Play the game, watch the movie

The mysterious Cube Escape series takes on a new dimension.

You wake up in a strange room. The doors are locked, spooky artifacts are all around. Soon it becomes clear that to make your way out, you will have to solve a series of complex and, at times, absurd puzzles. Welcome to Cube Escape: Paradox.

Spot the difference? The short film is very closely linked to the game.

Paradox’s mechanics will be familiar to fans of the series and the ‘room escape’ genre in general – find objects and use them to solve puzzles. But there’s a lot more going on beneath the surface.

For a start, you have the choice of playing the game or watching the short film based on the same story and setting.

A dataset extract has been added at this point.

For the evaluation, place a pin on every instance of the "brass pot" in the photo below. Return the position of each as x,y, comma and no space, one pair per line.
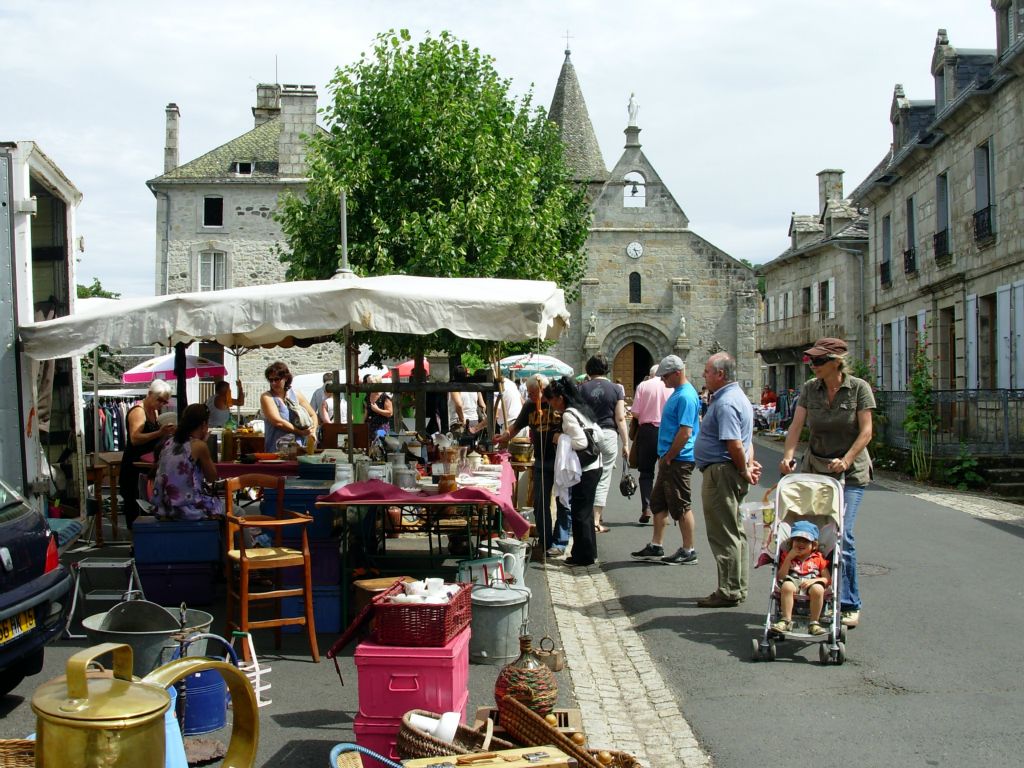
84,721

Better yet: do both and you get an even deeper understanding of what’s going on in this strange universe.

This weird world has taken on an extra dimension with the arrival of the movie.

“Fans will feel right at home [watching the movie],” says Rusty Lake co-founder Robin Ras. “A lot of the props in the room are replicas of objects from our games, so it’s very recognisable.”

“The idea for a movie actually originated with our fans,” continues Ras. “We got the suggestion to make a film on social media and we even saw fan-made trailers online.”

Shot in the Czech Republic and directed by one of Ras’s former classmates, the movie aims to capture the same eerie feeling of being trapped and having to solve bizarre puzzles to escape. The room in both the game and the film are the same and players will encounter the same objects as presented in the movie.

There are further secrets to be found in the links between the game and film.

But it wouldn’t be the Cube Escape series if both the movie and the game didn’t have some secrets to uncover. Ras promises that fans who engage with both, and figure out the unique connection between the two, will get access to some exclusive content.

In producing both a film and a game, Rusty Lake makes the most of the series’ highly developed backstories. And it also plays to the dedicated fanbase that can’t wait for every new release to hit their devices.

“The fans really love [the universe]. There’s a wiki with all the info so far about this world we created, and it’s run by a fan – honestly, we use it all the time to keep track of the stories we write as well,” laughs Ras.

A passionate fanbase of sleuths helped fund the movie, too.

The fans also made the movie a reality. Rusty Lake set up a crowdfunding campaign to finance the production and raised more than double the goal amount. It shows that Ras and his co-founder Maarten Looise have really engaged with their fans.

“We have direct contact with them through social media and ask them for input all the time. For example, the Cube Escape games have always been free to download. When we were thinking of putting out our first premium game under the Rusty Lake name, we literally asked our fans if they would be okay with us doing this,” explains Ras. “The response we got was very positive.”

With Cube Escape: Paradox Rusty Lake has finished its thirteenth game in three years – and its first film. Considering that fans can’t seem to get enough, the limits of the Cube Escape universe have surely yet to be reached.